It can't be overstated how crucial video codecs are to the products we use every day. Without them, we wouldn't be able to watch videos on YouTube or meet remotely via Zoom. But how do they work? In this post, we'll explore at a high level the key concepts and defining characteristics of video codecs. Then, to further demystify them, we'll even implement one from scratch in about a hundred lines of Rust.

What is a video codec?

Transmitting uncompressed video requires an immense amount of bandwidth. 8-bit 4K video at 60 FPS requires about 12 gbps of bandwidth to transfer uncompressed.
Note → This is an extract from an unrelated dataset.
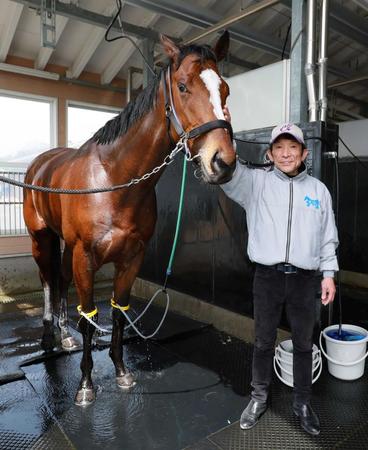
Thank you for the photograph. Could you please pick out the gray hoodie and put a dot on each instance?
(289, 219)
If you want to deliver 4K video to consumers over the Internet, you're going to need to compress that down to about 50 mbps, which means you'll need a compression ratio of about 240:1 (which is extremely high).

A video codec is an algorithm which aims to compress video via one of two means:

  1. Eliminating redundant information
  2. Eliminating insignificant information that has a low impact on quality

Eliminating Redundancies

Spatial Redundancy

Generally images produced by cameras do not have much randomness in them. If you look at this image, it's easy to see that the blue pixels of the sky and water tend to be near other blue pixels:

"Life From The Ocean" from the Blackmagic Pocket Cinema Gallery

Similarly, pixels near red pixels tend to be red. Video codecs rely heavily on this observation and exploit it via techniques such as:

  • Intra Prediction – Intra prediction uses other pixels within the current frame to predict each pixel's color. Often the prediction is as simple as the average of the pixel to the left and the pixel above. After making predictions, codecs can encode the error (also known as the "prediction residual") instead of the full pixel value.
  • Discrete Cosine Transform (DCT) – This technique is used by JPEG, H.264, H.265, ProRes, and many more. For an excellent overview of how it works, including MATLAB code, see Discrete Cosine Transform in Video Compression – Explain Like I’m 5. DCTs can be used to eliminate spatial redundancy losslessly, but usually are used for lossy codecs as quality can be degraded quite gracefully by dropping DCT coefficients.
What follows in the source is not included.